Solid state isn’t the only thing looming on the horizon in the enterprise storage drive space. Drive makers say small-factor (2.5-inch) SAS is poised to encroach on 3.5-inch Fibre Channel’s turf in storage arrays.
Seagate is eyeing enterprise storage arrays with drives such as the Savvio 10k.3 that it launched this week. At 300GB, the self-encrypting drive offers more than twice the capacity of Seagate’s previous SAS drives. It also supports the SAS 2 interface. SAS 2 includes 6 Gbit/s speed and other enterprise features likely to show up in storage systems by next year.

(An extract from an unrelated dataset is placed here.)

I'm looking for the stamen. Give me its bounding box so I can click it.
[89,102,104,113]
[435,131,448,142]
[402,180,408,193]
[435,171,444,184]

“300-gig drives will be more attractive to storage vendors, and they’re starting to find the small form factor drives more compelling,” said Henry Fabian, executive director of marketing for Seagate’s enterprise business. “You’ll start to see the small form factor ship in the second half of the year in storage arrays because of higher capacity and lower power requirements.”
Joel Hagberg, VP of business development for Seagate rival Fujitsu Computer Products of America, also sees small form factor SAS coming on strong in enterprise storage. “The storage vendors all recognize there is a shift coming as we get to 300 gigs or 600 gigs in the next couple of years in the 2.5-inch package,” he said. “We’re cutting power in half and the green initiative in storage is increasing.”
As for Fibre Channel, the drive makers agree you won’t see hard drives going above the current 4-Gbit/s bandwidth level.
“Four-gig is the end of the road for Fibre Channel on the device level,” Hagberg said. “All the external storage vendors are looking to migrate to SAS.”
By the way, Hagberg says Fujitsu isn’t buying into the solid state hype for enterprise storage yet. He considers solid state to be a few years away from taking off in storage arrays.
“There’s a lot of industry buzz on solid state, and I have to chuckle,” he said. “I meet with engineers of all storage vendors and talk about the hype versus reality on solid state drives. Every notebook vendor released solid state in the last year. Are any of those vendors happy with those products? The answer is no. The specs of solid state performance look tremendous on paper, but a lot less is delivered in operation.”